In our study we used this precision method to determine the anchor chain length for a subset of anchoring events by a range of vessel sizes (Supplementary Table 1) and subsequently used the mid-range value of 250 m as a proxy of chain length for each event in our study where we lacked more detailed information on the anchor location, but had coordinates of the swing pattern.

Vessel swing at anchor was monitored once daily using the vessel track data for the previous 24 hrs. The latitude and longitude coordinates of the vessel swing and anchor location were then imported into ArcGIS Pro and ArcMap (ESRI, USA) to reveal the ‘anchoring footprint’ (Figure 1). The area of the anchoring footprint and swing angle were calculated using the ‘measure’ and COGO (Coordinate Geometry) tools respectively (Figure 1). For anchoring events longer than 24 hrs, a cumulative anchor footprint was obtained by combining data for each 24 hr period. The area of this footprint informed the maximum area of potential direct habitat damage for each anchoring event.

Figure 1
Text Three panels display different mapping analyses. Panel (a) shows a cluster of red triangular markers with yellow highlights and intersecting lines representing the movement of the vessel. Panel (b) features a map with a yellow outlined area showing the anchoring event and blue dots showing position of vessel. Panel (c) presents a similar map with an angle measurement by a yellow line. Map (b) and (c) include measuring tools.

Figure 1. Mapping the anchoring footprint of a cruise ship in Carlisle Bay, Barbados. (a) shows the MarineTraffic visualisation of vessel movements while at anchor (red track and points). (b) shows the hourly positions (blue circles) plotted on a benthic habitat map in ArcGIS Pro. Yellow circle represents presumed anchor location, yellow polygon indicates the anchoring footprint and inset box shows the polygon area calculated with the Measure tool. Coloured areas (mauve and red) represent coral-rich habitat. (c) shows the swing arc of the anchored ship and inset box shows the calculated angle using the Measure tool.

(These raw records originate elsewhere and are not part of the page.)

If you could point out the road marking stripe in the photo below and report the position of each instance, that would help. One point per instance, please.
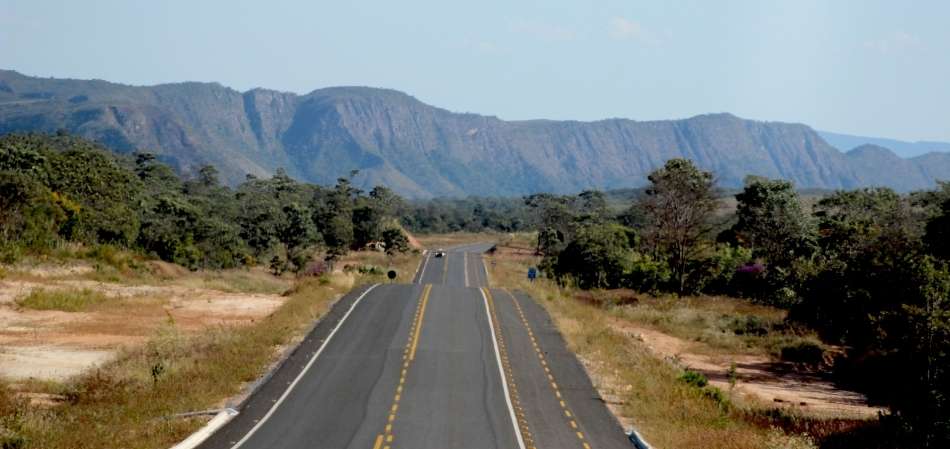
(465, 267)
(554, 387)
(408, 354)
(485, 266)
(415, 340)
(445, 267)
(304, 371)
(421, 271)
(486, 296)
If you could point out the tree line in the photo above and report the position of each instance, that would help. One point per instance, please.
(56, 189)
(867, 269)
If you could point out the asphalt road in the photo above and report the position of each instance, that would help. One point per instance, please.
(441, 363)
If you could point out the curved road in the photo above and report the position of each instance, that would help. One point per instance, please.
(441, 363)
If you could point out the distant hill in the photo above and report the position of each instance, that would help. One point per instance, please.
(846, 142)
(423, 151)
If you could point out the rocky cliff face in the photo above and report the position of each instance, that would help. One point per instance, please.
(421, 151)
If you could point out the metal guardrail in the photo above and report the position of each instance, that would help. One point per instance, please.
(637, 440)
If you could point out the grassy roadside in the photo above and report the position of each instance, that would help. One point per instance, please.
(670, 412)
(128, 402)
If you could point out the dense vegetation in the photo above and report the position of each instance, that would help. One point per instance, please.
(60, 189)
(867, 269)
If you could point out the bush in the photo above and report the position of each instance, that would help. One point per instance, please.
(694, 378)
(804, 351)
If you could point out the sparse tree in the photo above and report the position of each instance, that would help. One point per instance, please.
(678, 205)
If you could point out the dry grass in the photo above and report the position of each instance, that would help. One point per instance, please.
(123, 403)
(725, 325)
(647, 391)
(65, 300)
(128, 402)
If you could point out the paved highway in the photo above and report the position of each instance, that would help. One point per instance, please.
(442, 363)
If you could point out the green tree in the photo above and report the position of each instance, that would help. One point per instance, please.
(771, 221)
(396, 241)
(678, 206)
(597, 257)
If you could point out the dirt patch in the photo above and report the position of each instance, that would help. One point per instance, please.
(54, 345)
(759, 380)
(48, 362)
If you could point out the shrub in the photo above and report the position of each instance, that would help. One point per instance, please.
(694, 378)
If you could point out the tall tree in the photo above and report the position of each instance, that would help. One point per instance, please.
(678, 205)
(771, 221)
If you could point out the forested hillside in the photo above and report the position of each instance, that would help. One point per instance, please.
(57, 190)
(422, 151)
(867, 269)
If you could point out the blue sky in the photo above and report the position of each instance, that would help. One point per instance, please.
(878, 68)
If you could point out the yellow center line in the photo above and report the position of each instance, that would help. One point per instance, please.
(571, 419)
(415, 339)
(408, 354)
(445, 268)
(509, 375)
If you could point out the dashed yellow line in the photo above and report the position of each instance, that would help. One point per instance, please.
(445, 268)
(385, 439)
(569, 416)
(509, 375)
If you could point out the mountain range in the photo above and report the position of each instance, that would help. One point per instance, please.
(422, 151)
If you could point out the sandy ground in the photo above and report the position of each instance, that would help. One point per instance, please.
(759, 380)
(54, 345)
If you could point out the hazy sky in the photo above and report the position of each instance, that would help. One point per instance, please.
(878, 68)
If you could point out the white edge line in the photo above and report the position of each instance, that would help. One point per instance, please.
(304, 371)
(465, 267)
(504, 381)
(422, 267)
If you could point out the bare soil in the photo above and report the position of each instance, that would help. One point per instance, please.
(759, 380)
(55, 345)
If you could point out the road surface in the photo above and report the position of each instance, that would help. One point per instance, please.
(442, 363)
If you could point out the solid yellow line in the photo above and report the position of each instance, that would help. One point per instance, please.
(445, 267)
(422, 314)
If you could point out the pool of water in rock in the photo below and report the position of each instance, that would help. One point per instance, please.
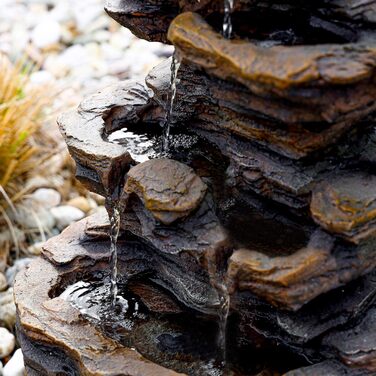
(172, 336)
(151, 321)
(144, 142)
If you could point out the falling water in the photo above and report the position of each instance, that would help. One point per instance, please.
(224, 308)
(175, 64)
(217, 281)
(227, 22)
(114, 234)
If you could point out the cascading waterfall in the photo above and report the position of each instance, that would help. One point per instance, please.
(217, 281)
(227, 22)
(114, 234)
(175, 64)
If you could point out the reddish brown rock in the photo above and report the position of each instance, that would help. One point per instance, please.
(345, 204)
(101, 165)
(356, 345)
(286, 71)
(54, 322)
(168, 189)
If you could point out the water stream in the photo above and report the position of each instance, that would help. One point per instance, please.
(227, 21)
(175, 64)
(217, 280)
(114, 234)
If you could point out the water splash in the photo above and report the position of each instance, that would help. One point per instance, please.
(114, 234)
(227, 21)
(223, 312)
(175, 65)
(217, 281)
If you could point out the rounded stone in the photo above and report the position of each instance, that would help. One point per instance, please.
(168, 189)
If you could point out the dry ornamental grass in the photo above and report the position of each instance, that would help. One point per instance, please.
(21, 112)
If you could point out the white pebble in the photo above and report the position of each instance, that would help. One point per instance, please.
(7, 342)
(16, 366)
(46, 33)
(47, 197)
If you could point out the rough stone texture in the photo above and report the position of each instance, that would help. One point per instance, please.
(150, 249)
(168, 189)
(282, 126)
(356, 346)
(329, 368)
(303, 75)
(101, 165)
(55, 323)
(346, 205)
(285, 110)
(293, 280)
(340, 19)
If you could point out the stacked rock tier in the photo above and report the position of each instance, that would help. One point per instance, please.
(275, 197)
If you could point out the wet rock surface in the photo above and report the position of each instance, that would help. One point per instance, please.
(101, 165)
(168, 189)
(269, 204)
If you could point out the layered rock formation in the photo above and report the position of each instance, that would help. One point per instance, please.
(268, 189)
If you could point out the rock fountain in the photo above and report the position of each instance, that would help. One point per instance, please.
(248, 248)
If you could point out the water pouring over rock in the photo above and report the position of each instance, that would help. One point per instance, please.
(248, 247)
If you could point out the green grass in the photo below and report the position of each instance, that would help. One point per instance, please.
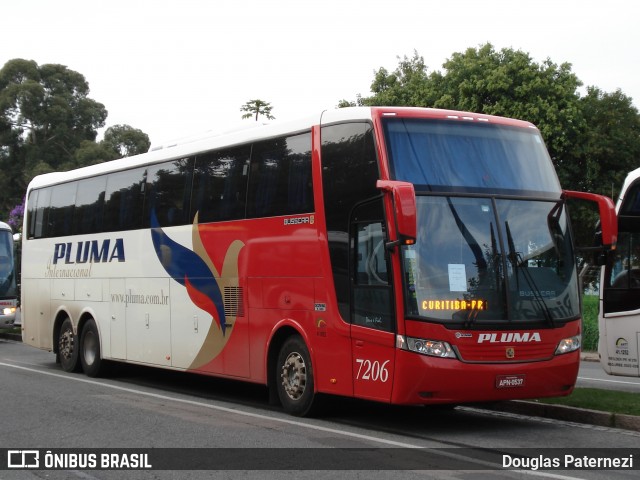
(590, 323)
(603, 400)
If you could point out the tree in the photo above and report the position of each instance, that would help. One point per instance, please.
(255, 108)
(126, 140)
(593, 140)
(506, 83)
(45, 115)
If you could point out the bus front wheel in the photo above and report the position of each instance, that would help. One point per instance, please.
(90, 350)
(68, 347)
(295, 377)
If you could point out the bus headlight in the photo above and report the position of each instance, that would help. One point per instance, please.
(568, 345)
(433, 348)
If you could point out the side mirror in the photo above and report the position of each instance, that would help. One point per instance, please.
(404, 203)
(608, 218)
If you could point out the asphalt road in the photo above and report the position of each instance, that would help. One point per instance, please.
(154, 410)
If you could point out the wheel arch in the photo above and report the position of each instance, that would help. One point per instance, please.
(280, 334)
(61, 315)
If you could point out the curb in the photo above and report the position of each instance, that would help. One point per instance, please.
(568, 414)
(533, 408)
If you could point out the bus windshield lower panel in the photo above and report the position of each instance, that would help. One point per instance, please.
(489, 262)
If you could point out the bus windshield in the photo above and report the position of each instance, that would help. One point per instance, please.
(493, 243)
(437, 155)
(487, 261)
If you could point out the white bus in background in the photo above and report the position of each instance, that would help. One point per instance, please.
(619, 313)
(8, 289)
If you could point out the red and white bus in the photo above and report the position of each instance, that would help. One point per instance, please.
(403, 255)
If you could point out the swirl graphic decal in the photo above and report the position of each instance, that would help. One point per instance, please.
(194, 270)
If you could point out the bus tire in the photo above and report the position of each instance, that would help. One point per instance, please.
(68, 347)
(294, 377)
(92, 363)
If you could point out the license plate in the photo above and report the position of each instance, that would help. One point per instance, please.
(510, 381)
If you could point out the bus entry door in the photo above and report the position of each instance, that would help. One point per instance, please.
(373, 325)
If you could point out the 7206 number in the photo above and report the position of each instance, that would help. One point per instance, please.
(374, 371)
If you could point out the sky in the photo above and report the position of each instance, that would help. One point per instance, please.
(176, 68)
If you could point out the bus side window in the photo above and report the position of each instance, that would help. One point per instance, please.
(167, 192)
(220, 185)
(124, 200)
(89, 205)
(280, 177)
(63, 201)
(625, 269)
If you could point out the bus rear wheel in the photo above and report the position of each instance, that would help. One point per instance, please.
(295, 377)
(68, 347)
(92, 363)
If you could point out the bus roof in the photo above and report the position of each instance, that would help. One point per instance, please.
(631, 178)
(239, 136)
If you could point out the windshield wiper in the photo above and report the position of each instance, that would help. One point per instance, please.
(520, 265)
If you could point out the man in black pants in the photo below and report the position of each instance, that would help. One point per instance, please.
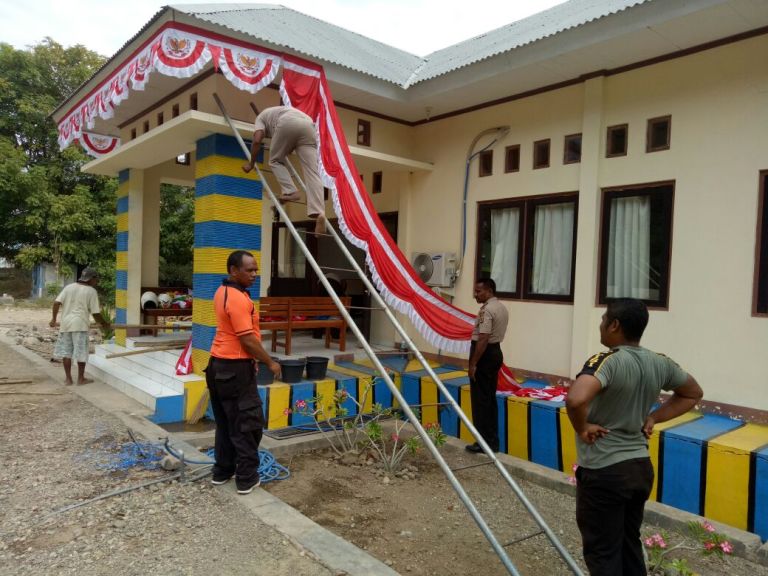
(231, 377)
(609, 406)
(485, 361)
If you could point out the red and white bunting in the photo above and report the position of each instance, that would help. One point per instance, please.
(180, 51)
(97, 145)
(174, 51)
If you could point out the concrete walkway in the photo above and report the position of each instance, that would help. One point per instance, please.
(309, 539)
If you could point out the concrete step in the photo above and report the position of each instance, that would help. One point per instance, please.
(133, 379)
(154, 365)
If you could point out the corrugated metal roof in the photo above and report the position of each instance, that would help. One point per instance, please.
(282, 26)
(537, 27)
(288, 28)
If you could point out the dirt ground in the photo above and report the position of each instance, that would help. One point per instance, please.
(416, 525)
(53, 449)
(419, 526)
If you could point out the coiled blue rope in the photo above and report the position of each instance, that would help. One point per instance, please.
(269, 468)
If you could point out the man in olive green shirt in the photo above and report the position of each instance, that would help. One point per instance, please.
(609, 406)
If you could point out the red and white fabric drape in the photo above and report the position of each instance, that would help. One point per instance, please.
(445, 326)
(181, 51)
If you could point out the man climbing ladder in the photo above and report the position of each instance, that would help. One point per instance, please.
(290, 130)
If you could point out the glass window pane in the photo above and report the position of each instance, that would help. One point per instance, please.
(631, 270)
(552, 248)
(762, 263)
(504, 248)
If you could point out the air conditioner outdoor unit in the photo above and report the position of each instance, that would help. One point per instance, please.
(435, 268)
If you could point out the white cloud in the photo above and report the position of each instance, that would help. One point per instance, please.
(418, 26)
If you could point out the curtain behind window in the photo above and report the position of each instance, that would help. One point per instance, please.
(552, 249)
(505, 232)
(629, 247)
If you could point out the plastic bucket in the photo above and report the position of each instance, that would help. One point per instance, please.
(317, 367)
(265, 375)
(292, 371)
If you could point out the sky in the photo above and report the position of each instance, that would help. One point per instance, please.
(417, 26)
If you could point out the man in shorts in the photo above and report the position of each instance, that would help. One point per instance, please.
(77, 302)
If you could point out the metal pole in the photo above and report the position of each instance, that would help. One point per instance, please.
(566, 556)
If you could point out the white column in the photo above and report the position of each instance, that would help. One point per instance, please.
(584, 327)
(150, 245)
(135, 244)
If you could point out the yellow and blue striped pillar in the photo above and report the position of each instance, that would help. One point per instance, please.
(227, 218)
(121, 265)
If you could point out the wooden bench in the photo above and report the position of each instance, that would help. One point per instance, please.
(288, 314)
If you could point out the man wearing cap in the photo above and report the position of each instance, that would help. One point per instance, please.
(485, 361)
(77, 302)
(231, 377)
(291, 131)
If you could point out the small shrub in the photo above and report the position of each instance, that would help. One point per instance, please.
(708, 542)
(347, 433)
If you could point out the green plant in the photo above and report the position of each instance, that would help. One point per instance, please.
(708, 540)
(347, 433)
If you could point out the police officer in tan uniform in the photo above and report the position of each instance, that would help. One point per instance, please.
(485, 361)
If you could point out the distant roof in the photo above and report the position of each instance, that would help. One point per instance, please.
(284, 27)
(547, 23)
(307, 35)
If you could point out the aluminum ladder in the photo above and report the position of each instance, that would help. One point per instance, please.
(449, 473)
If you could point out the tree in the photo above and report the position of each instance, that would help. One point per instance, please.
(51, 211)
(177, 234)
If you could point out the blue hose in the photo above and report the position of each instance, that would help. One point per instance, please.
(269, 468)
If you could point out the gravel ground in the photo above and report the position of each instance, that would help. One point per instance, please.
(52, 442)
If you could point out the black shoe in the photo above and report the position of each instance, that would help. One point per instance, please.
(248, 489)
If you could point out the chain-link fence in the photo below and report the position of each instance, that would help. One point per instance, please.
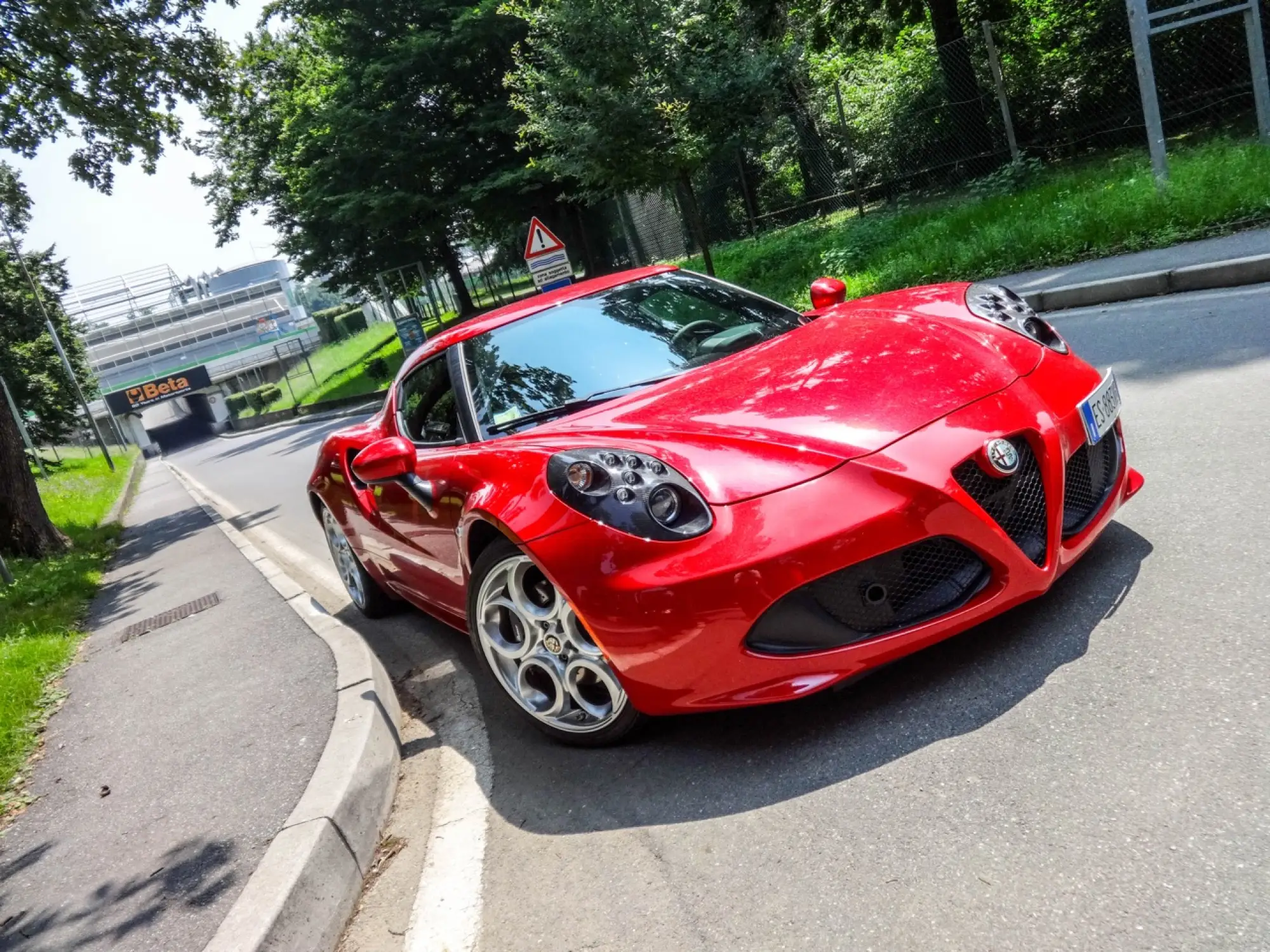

2.3 Validation of anchor location, chain length and habitat damage

Our interpretation of the ship’s track immediately prior to showing an ‘at anchor’ status to determine the precise anchor drop location and length of chain deployed was validated by taking surface and bottom measurements via SCUBA on a cruise ship at anchor. This involved (1) diving on the ‘live’ anchor chain taking video footage along the entire length, measuring and then counting chain links from under the ship to the anchor, and (2) taking handheld GPS coordinates under the anchor hawsehole of the cruise ship and over the anchor as indicated by divers’ surface marker.

To confirm and characterise habitat damage occurring in the derived anchoring footprint, we undertook qualitative coral reef damage assessments of several cruise ship anchoring footprints using SCUBA gear. Habitat damage was recorded by an underwater camera (as still photographs and video footage) and approximate distances (to nearest 5 m) were measured by counting standardised fin kicks of known length for each diver.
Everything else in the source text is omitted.